Founded in August 2020, Last Crumb combines a high-end lifestyle experience with indulgent cookies in a multitude of creative flavors. Each of Last Crumb’s cookies are handmade in Los Angeles using a proprietary three-day dough preparation process, then baked to perfection.
But the recipes aren’t the only thing that makes Last Crumb stand apart from every other bakery on the block. Last Crumb utilizes an exclusive “drop” model inspired by luxury streetwear, releasing cookies on a weekly basis with very limited quantities available to purchase for those on the list.

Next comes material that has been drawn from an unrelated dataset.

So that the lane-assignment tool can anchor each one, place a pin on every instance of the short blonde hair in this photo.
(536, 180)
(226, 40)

Last Crumb’s Core Collection consists of 12 decadent flavors, such as “The James Dean (Oreo milkshake), “Netflix & Crunch” (cinnamon toast crunch), “S’mores Sans Campfire” (s’mores), and “Macadamnia” (salted caramel macadamia) and “Donkey Kong” (banana cream pie) among others.
Fortune recently spoke with cofounder and head chef Derek Jaeger about what goes into making bespoke cookies and what’s next for 2022.
The following interview has been condensed and lightly edited for clarity.
Fortune: What inspired you to launch Last Crumb?
Jaeger: I was always confident that we had the product people wanted, and through years of trial and error, the brand seemed clear as day in my mind. Having spent my previous years in internet marketing, watching other brands and products become successful direct-to-consumer brands, I had to continually ask myself if this perishable food based “drop” model made sense, because prior to us it didn’t exist. Despite my initial hesitations, Last Crumb’s cofounder Alana Arnold pushed me to give the project a green light. Once we got our ideas on paper, spent a year developing the brand, we (no pun intended) dropped Last Crumb on Los Angeles.
Can you explain the “drop” model for each cookie launch, inspired by luxury streetwear brands, and why you chose that sales strategy?
We chose the drop model, keeping in mind how intensive our cookie creation process is, as well as our limitations for creating the perfect cookie. Thus, we implemented the drop model anticipating capping it at our production limit with the goal of meeting that mark. We’ve since well surpassed that goal and are looking to expand quickly.
There’s a lot more experimentation with flavor combos these days in desserts, especially in cookies and ice cream. But not every idea always tastes good in the end. What goes into the recipe development process to make these cookies unique but still tasty?
Our recipe development is where we pride ourselves; the goal is to simply be the best. After working through hundreds of iterations for every recipe, all the way down to the most minute details (like how certain sizes and shapes of chocolate chunks feel differently), we finalized our core collection. We will not be outworked on recipe development, and I think the customer realizes that in the end result.
What has fundraising been like for your company during the last year? Has the pandemic and economic downturn last year or inflation this year affected your plans?
We were fortunate enough to have been insulated from the pandemic issues. I think many other founders and investors saw the same potential in Last Crumb as we did and because of that we were able to close the pre-seed round in a few days. Because of the demand the fundraise itself generated, we were able to cherry pick the cream of the crop for a cap table we could have previously only dreamed of.
Looking forward, how do you want to expand Last Crumb in the next five years?
We have a lot of surprises coming up that we don’t want to ruin, but as long as our team is continually pushing the boundaries and testing new ideas, there are very few constraints to the teams’ constant creativity and additions for the future.
This is an installment of Startup Year One, a special series of interviews with founders about the major lessons they have learned in the immediate aftermath of their businesses’ first year of operation.